The deadline to fill out the 2020 Census is fast approaching and the San Benito County Arts Council has come up with a creative way to wrestle with locals to register this year.
Bryan West, a teaching artist with the Arts Council, designed a vibrant, pop-culture inspired Census poster inspired from old lucha libre [Mexican freestyle wrestling] trading cards and colorful luchador masks.
“This was a really exciting project to work on,” he said. “Often when you are creating designs for a social cause or civic duty there is a desire to make everything look plain or ‘official.’”
The Arts Council on Sept. 11 announced in a press release that the Census posters, which were created in English and Spanish, were installed in bus shelters, county buses and will be displayed in storefronts, local schools and businesses through the end of September. The posters were paid for with funding from the California Complete Count-Census 2020.
The Arts Council, in coordination with Youth Alliance, Community Foundation for San Benito and County of San Benito, came up with the idea for the poster to encourage local residents, especially hard-to-count communities, to participate in the 2020 Census by Sept. 30.
“I appreciate that San Benito County, The Arts Council, Youth Alliance and Community Foundation wanted something more dynamic and playful,” West said. “The open-ended nature of this project freed me to create something that I really think will get people’s attention and hopefully motivate them to take action.”
Jennifer Laine, executive director at the San Benito County Arts Council, said in the press release that they noticed different arts-based activities that were taking place in other communities. She said San Benito County and nonprofit leaders got together to brainstorm opportunities to bring awareness with the goal of encouraging residents to fill out the Census before it’s too late.
An undercount of the population would have far-reaching consequences for San Benito County, according to Laine. She said every individual not counted can have an impact of $2,000 per year in lost resources; over a 10-year span that would be $20,000 for each individual not counted.
“The count needs to be accurate to display who we are, what we look like and what our needs are as these are a key factor in defining the distribution of resources to our country,” Laine said.
Local residents can go on the internet at my2020census.gov or call 1-844-330-2020 to get started.

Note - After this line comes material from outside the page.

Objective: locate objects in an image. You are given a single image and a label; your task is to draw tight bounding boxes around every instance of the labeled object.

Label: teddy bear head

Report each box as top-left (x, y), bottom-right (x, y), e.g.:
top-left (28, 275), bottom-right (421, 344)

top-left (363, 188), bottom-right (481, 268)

Those who prefer by mail can do so if they received a paper form.
The form asks for a name, address, sex, race and age and by law the responses to the census can’t be shared with any other government agencies, according to Laine. The responses cannot be used for law enforcement purposes and to determine eligibility for government benefits.
Census information can’t be shared with landlords, credit agencies and they will not ask about citizenship status, which means none of the information is shared with immigration enforcement.
Laine mentioned key points such as how the Census can define how many congressional seats are apportioned, how state and federal dollars are dispersed, redistricting and where businesses chose to open new stores.
Census data also informs billions of dollars in funding for essential programs like Head Start, childcare and nutrition programs, mental health programs, education and healthcare, parks and roads.
“The 2020 Census is so much more than just a head count,” Laine said. “It’s an opportunity for San Benito County to be counted.”